The single best is to switch to multimember proportional for the legislature (which can remain candidate centric using, say, 5 member districts and STV), and that gets even better (though procedurally more difficult to adopt in the US) if you were to switch the Presidential election from a single winner two-seat President and Vice President to ranked choice two-sequential winner system (e.g., IRV or Bucklin, but after you pick a winner, eliminate that candidate, and tally again without them for a second winner as VP) where each party is structurally incentivized to compete for both spots. These not only make more parties viable they also each offer more election-day choice among candidates of the same party, denying incumbents of favored parties an uncontested sinecure.

Where has the adoption of ranked choice with single member districts resulted in a switch from a two-party system to a multiparty one?

It hasn't happened anywhere in the US as far as I know, despite being adopted by various local governments.

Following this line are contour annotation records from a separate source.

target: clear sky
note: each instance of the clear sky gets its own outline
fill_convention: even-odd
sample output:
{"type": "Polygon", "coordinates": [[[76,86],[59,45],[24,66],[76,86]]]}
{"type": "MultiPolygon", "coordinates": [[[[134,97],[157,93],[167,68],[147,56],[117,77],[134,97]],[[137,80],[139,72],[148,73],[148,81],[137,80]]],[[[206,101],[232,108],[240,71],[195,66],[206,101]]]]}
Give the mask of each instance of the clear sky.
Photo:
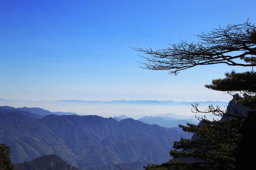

Ranked choice's major benefit is that it reduces the effect of spoilers. Third parties are the spoilers.

When the national elections are still two party local, and the two big parties have any interest in the local election, those two parties will win local as well because they have some much more mind share. Many people decide who to vote for in the national election and then vote the same party all down the ballot without knowing what any of the other players stand for, thus giving the major parties a big advantage when one of those down ballot races is a different system. If you are not the big party in those other systems you still have a harder time because people don't understand how the local system is different.
> implementing Ranked Choice is the best compromise.

Approval voting is the better compromise IMO. It has most of the same benefits, except that it's even easier to understand, and attacking opponents is even less valuable. You don't get as much information about opinions from the result, but you do still get more than the current system (assuming statistics are made available). You don't have to worry about people wasting their vote because they don't understand the new system, voting for only one candidate is a valid approval voting vote, it simply implies a higher threshold.

approval voting gives you MORE information about opinions, even if this is counterintuitive.

this is because:

1. the IRV tabulation algorithm discards a lot of useful information. (there are better ways to tabulate ranked ballots.)

2. strategic exaggeration of rankings is more distortionary than with approval voting.

https://medium.com/@clayshentrup/expressiveness-6ef8c034bc65

Ranked Choice (ballots) meaning Ranked Pairs (decision process), of course. Instant Runoff Voting is still thoroughly an artifact of the two party system.
I want bipartisanship. Consensus and a willingness to concede are the only way to govern fairly. Anything else is just naked fiat, which is another word for authoritarianism.